The core inclusion criteria were as follows: (1) chronological age
between 3 and 21 years of age; (2) presumptive clinical diagnosis of
autism; and (3) expert clinical determination of autism diagnosis using
Diagnostic and Statistical Manual of Mental Disorders (DSM)-IV criteria
supported by the Autism Diagnostic Interview-Revised (ADI-R) in the
majority of cases and all available clinical information. The ADI-R is
a semi-structured diagnostic interview which provides diagnostic
algorithms for classification of autism [[89]35]. All ADI-R interviews
were conducted by formally trained interviewers who have achieved
reliability according to established methods. Thirty-eight individuals
did not have an ADI-R and, for those cases, we implemented a
best-estimate procedure to determine a final diagnosis using all
available information from the research record and data from other
assessment procedures. This information was reviewed by a clinical
panel led by an experienced clinical psychologist and included two
other psychologists and a paediatric medical geneticist - all of whom
were experienced in autism. Following a review of case material, the
panel discussed the case until a consensus diagnosis was obtained. Only
those cases in which a consensus diagnosis of autism was reached were
included. (4) The final criterion was a minimal developmental level of
18 months as determined by the Vineland Adaptive Behavior Scale (VABS)

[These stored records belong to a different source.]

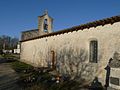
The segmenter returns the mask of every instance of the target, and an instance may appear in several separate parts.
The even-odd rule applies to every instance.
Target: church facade
[[[21,36],[21,61],[36,67],[56,68],[91,82],[98,77],[105,84],[109,59],[120,52],[120,16],[114,16],[61,31],[52,30],[53,19],[46,12],[38,17],[38,29]]]

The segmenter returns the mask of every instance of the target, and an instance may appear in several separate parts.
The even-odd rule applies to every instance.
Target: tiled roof
[[[73,31],[78,31],[78,30],[83,30],[83,29],[91,28],[91,27],[97,27],[97,26],[100,26],[100,25],[104,26],[106,24],[113,24],[113,23],[119,22],[119,21],[120,21],[120,15],[119,16],[113,16],[113,17],[106,18],[106,19],[103,19],[103,20],[97,20],[97,21],[94,21],[94,22],[89,22],[89,23],[86,23],[86,24],[74,26],[74,27],[71,27],[71,28],[67,28],[67,29],[64,29],[64,30],[57,31],[57,32],[48,33],[48,34],[38,36],[38,37],[34,37],[34,38],[31,38],[31,39],[22,40],[21,42],[34,40],[34,39],[38,39],[38,38],[43,38],[43,37],[48,37],[48,36],[54,36],[54,35],[58,35],[58,34],[68,33],[68,32],[73,32]]]

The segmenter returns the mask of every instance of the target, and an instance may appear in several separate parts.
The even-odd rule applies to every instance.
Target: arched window
[[[44,20],[44,32],[48,32],[48,23],[47,23],[47,19]]]
[[[98,59],[98,42],[97,40],[90,41],[90,62],[97,63]]]

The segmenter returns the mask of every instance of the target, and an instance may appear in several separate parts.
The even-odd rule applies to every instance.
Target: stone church
[[[89,22],[54,32],[53,18],[38,16],[38,29],[22,32],[21,61],[52,67],[60,74],[105,84],[109,59],[120,52],[120,16]]]

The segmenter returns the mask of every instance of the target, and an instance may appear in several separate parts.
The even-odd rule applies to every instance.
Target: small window
[[[47,19],[44,20],[44,32],[48,32]]]
[[[90,41],[90,62],[97,63],[98,57],[98,42],[96,40]]]
[[[110,83],[119,86],[120,85],[119,78],[110,77]]]

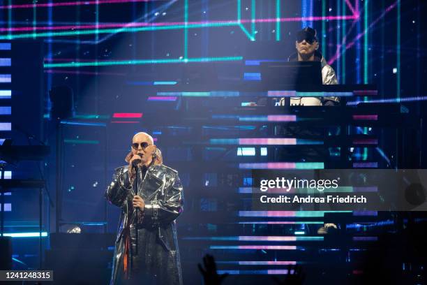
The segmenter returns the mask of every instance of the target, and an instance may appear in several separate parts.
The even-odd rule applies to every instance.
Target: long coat
[[[129,180],[128,167],[117,168],[105,198],[121,207],[110,284],[182,284],[175,219],[183,210],[178,173],[151,165],[138,185]],[[134,209],[135,195],[144,199],[143,212]]]

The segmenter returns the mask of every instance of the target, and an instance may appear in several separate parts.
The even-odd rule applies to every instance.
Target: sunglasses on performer
[[[145,149],[146,148],[147,148],[149,147],[149,143],[144,142],[141,142],[141,143],[137,143],[137,142],[133,142],[132,144],[132,147],[133,147],[135,149],[137,149],[139,146],[141,146],[141,148],[142,149]]]
[[[316,39],[315,38],[310,37],[310,36],[302,36],[302,37],[298,37],[297,38],[297,42],[298,43],[301,43],[304,40],[306,40],[307,43],[309,43],[310,45],[313,45],[313,43],[316,41]]]

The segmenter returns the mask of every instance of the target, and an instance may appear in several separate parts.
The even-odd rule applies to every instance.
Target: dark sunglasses
[[[310,45],[313,45],[313,43],[316,41],[316,39],[315,38],[312,38],[312,37],[299,37],[297,38],[297,42],[298,42],[298,43],[302,43],[303,41],[306,40],[306,41],[309,43]]]
[[[150,145],[149,145],[148,142],[141,142],[141,143],[134,142],[132,144],[132,147],[133,147],[135,149],[137,149],[140,145],[141,146],[141,148],[142,149],[145,149]]]

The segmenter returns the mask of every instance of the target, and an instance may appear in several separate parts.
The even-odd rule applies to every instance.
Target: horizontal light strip
[[[3,236],[12,238],[39,238],[40,233],[5,233]],[[47,237],[47,233],[42,232],[42,237]]]
[[[61,124],[76,126],[105,126],[105,123],[92,123],[88,122],[75,122],[75,121],[61,121]]]
[[[354,162],[354,168],[377,168],[377,162]]]
[[[175,85],[178,82],[177,81],[154,81],[153,85]]]
[[[269,269],[267,270],[217,270],[218,274],[229,274],[230,275],[287,275],[287,269]],[[290,270],[291,274],[293,270]]]
[[[190,62],[212,62],[212,61],[241,61],[243,57],[202,57],[194,59],[130,59],[104,61],[86,61],[86,62],[61,62],[58,64],[43,64],[45,68],[55,67],[81,67],[81,66],[106,66],[114,65],[140,65],[156,64],[184,64]]]
[[[20,9],[20,8],[36,8],[46,7],[60,7],[60,6],[88,6],[88,5],[98,5],[98,4],[114,4],[114,3],[126,3],[133,2],[151,2],[156,0],[92,0],[92,1],[75,1],[69,2],[57,2],[57,3],[35,3],[33,4],[13,4],[0,6],[0,9]],[[157,0],[160,1],[160,0]]]
[[[357,138],[353,140],[353,145],[377,145],[377,138]]]
[[[10,50],[11,47],[10,43],[0,43],[0,50]]]
[[[176,101],[177,96],[149,96],[147,101]]]
[[[255,155],[255,147],[237,147],[238,156],[253,156]]]
[[[183,97],[237,97],[237,91],[211,91],[194,92],[157,92],[158,96],[179,96]]]
[[[0,66],[10,66],[11,64],[12,64],[12,59],[0,58]]]
[[[322,217],[324,213],[351,212],[352,211],[239,211],[239,217]]]
[[[353,119],[356,121],[377,121],[377,115],[353,115]]]
[[[294,250],[294,245],[211,245],[211,249],[278,249]]]
[[[113,118],[142,118],[142,113],[114,113]]]
[[[267,162],[239,163],[239,169],[324,169],[323,162]]]
[[[0,90],[0,98],[10,98],[12,90]]]
[[[261,73],[244,73],[244,80],[248,81],[259,81],[261,80]]]
[[[73,143],[75,145],[99,145],[99,140],[63,140],[65,143]]]
[[[0,74],[0,83],[10,83],[12,77],[10,74]]]
[[[12,107],[0,107],[0,115],[12,114]]]
[[[1,204],[0,204],[0,211],[1,211]],[[5,203],[4,212],[12,212],[12,204],[10,203]]]
[[[294,90],[274,90],[267,92],[269,97],[348,97],[352,96],[353,96],[353,92],[299,92]]]
[[[234,240],[234,241],[257,241],[257,242],[296,242],[296,241],[323,241],[323,237],[296,237],[288,236],[250,236],[236,235],[227,237],[187,237],[187,240]]]
[[[0,131],[11,131],[12,123],[0,123]]]
[[[378,240],[378,237],[353,237],[354,242],[375,242]]]
[[[218,264],[238,264],[239,265],[295,265],[301,263],[300,261],[216,261]]]

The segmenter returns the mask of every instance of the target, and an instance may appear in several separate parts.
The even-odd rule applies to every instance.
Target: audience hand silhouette
[[[203,265],[204,269],[200,263],[197,264],[199,270],[203,275],[205,285],[219,285],[224,279],[228,275],[228,273],[218,275],[216,272],[216,263],[214,256],[207,254],[203,257]]]
[[[280,280],[276,276],[273,277],[277,285],[302,285],[305,279],[306,274],[299,265],[287,266],[287,274],[283,280]]]

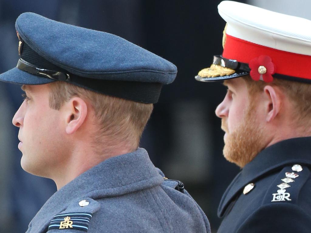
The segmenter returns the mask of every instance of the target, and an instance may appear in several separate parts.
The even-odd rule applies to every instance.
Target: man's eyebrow
[[[31,91],[31,88],[29,85],[23,85],[21,87],[21,88],[22,90],[25,92],[26,91]]]

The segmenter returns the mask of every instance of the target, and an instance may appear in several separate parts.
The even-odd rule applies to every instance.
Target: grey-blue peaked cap
[[[17,18],[21,58],[0,80],[36,85],[63,81],[145,103],[172,82],[174,64],[119,36],[27,12]],[[17,51],[17,45],[16,45]]]

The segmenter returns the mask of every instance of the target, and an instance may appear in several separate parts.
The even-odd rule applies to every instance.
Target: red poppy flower
[[[252,59],[248,66],[251,69],[251,77],[255,81],[262,80],[267,83],[273,81],[272,75],[274,73],[274,64],[269,56],[262,55]]]

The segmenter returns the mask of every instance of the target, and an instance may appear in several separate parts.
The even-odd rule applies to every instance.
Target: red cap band
[[[224,57],[248,63],[262,55],[271,58],[275,73],[311,80],[311,56],[272,48],[227,34]]]

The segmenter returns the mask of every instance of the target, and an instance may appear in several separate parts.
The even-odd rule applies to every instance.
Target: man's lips
[[[18,149],[19,149],[20,150],[21,146],[23,145],[23,142],[21,140],[20,138],[19,137],[18,137],[18,140],[20,140],[20,142],[18,144],[18,145],[17,146],[17,147],[18,148]]]

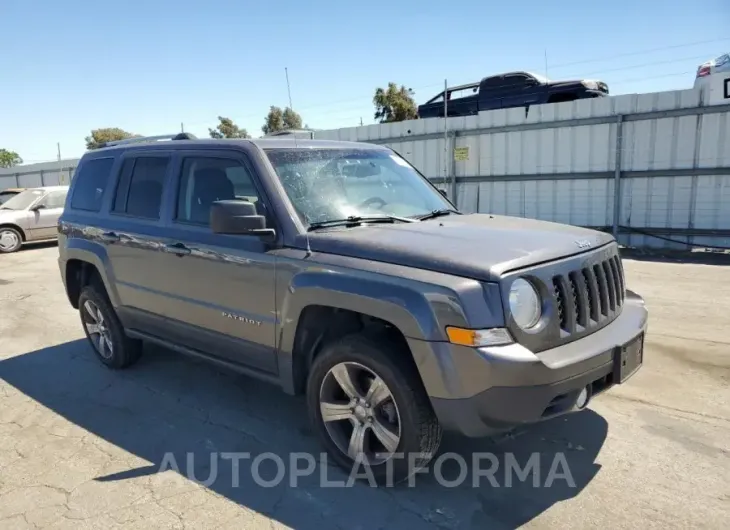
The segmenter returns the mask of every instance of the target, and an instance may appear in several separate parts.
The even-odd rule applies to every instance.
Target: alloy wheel
[[[10,251],[18,246],[20,239],[12,230],[0,230],[0,249]]]
[[[353,460],[378,465],[398,449],[398,405],[385,382],[366,366],[342,362],[330,368],[320,386],[319,406],[330,439]]]
[[[99,355],[104,359],[111,358],[114,353],[111,331],[99,307],[91,300],[84,302],[83,322],[91,343]]]

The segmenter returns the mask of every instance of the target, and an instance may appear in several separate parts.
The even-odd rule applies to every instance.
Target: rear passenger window
[[[84,162],[74,178],[71,208],[90,212],[101,210],[101,199],[113,165],[113,158],[95,158]]]
[[[205,157],[183,160],[175,217],[178,221],[207,226],[215,201],[235,199],[254,203],[264,215],[251,173],[241,162]]]
[[[127,159],[114,197],[113,211],[133,217],[159,219],[168,157]]]

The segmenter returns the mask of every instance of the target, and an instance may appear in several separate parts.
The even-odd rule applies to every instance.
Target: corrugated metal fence
[[[612,230],[631,246],[730,247],[730,105],[702,106],[695,90],[315,137],[387,144],[467,212]],[[0,169],[0,189],[67,184],[77,163]]]
[[[612,230],[631,246],[730,247],[729,116],[683,90],[315,137],[387,144],[463,211]]]
[[[0,190],[57,186],[71,182],[78,158],[0,169]]]

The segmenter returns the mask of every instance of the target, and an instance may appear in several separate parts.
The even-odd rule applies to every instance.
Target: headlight
[[[542,311],[540,296],[527,280],[517,278],[509,290],[509,310],[512,318],[522,329],[529,329],[538,323]]]

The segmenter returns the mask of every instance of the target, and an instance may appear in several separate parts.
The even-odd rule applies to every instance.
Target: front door
[[[46,193],[28,212],[29,241],[58,237],[58,219],[63,213],[68,190],[52,190]]]
[[[257,236],[214,234],[210,207],[246,200],[265,215],[242,153],[187,152],[177,164],[163,249],[171,340],[261,372],[276,370],[275,258]],[[168,321],[169,322],[169,321]]]

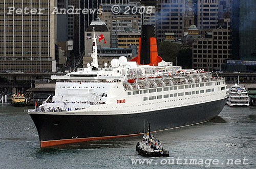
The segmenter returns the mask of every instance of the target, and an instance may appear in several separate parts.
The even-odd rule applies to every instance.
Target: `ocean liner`
[[[158,55],[154,27],[142,26],[137,57],[114,59],[98,67],[93,35],[93,62],[65,75],[52,75],[56,91],[28,110],[40,147],[143,134],[150,123],[160,131],[206,122],[223,109],[225,79],[203,70],[183,70]]]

[[90]36] or the VABS-II [[91]37] or intelligence quotient equivalent
>35. These minimal developmental levels assure that ADI-R results are
valid and reduce the likelihood of including individuals with severe
mental retardation only. We excluded participants with severe sensory
problems (for example, visual impairment or hearing loss), significant
motor impairments (for example, failure to sit by 12 months or walk by
24 months) or identified metabolic, genetic or progressive neurological
disorders.
A total of 597 Caucasian families (707 individuals with autism) were
genotyped at HIHG. This dataset consisted of 99 multiplex families
(more than one affected individual) and 498 singleton (parent-child
trio) families. A subset of these data had been previously reported
[[92]19]. In addition, GWAS data were obtained from the Autism Genetic
Resource Exchange (AGRE) [[93]35] as an additional dataset for
analysis. The full AGRE dataset is publicly available and contains
families with the full spectrum of autism spectrum disorders. From
AGRE, we selected only families with one or more individuals diagnosed
with autism (using DSM-IV and ADI-R); affected individuals with
non-autism diagnosis within these families were excluded from the
analysis. This resulted in a dataset of 696 multiplex families (1240
individuals with autism) from AGRE [[94]35].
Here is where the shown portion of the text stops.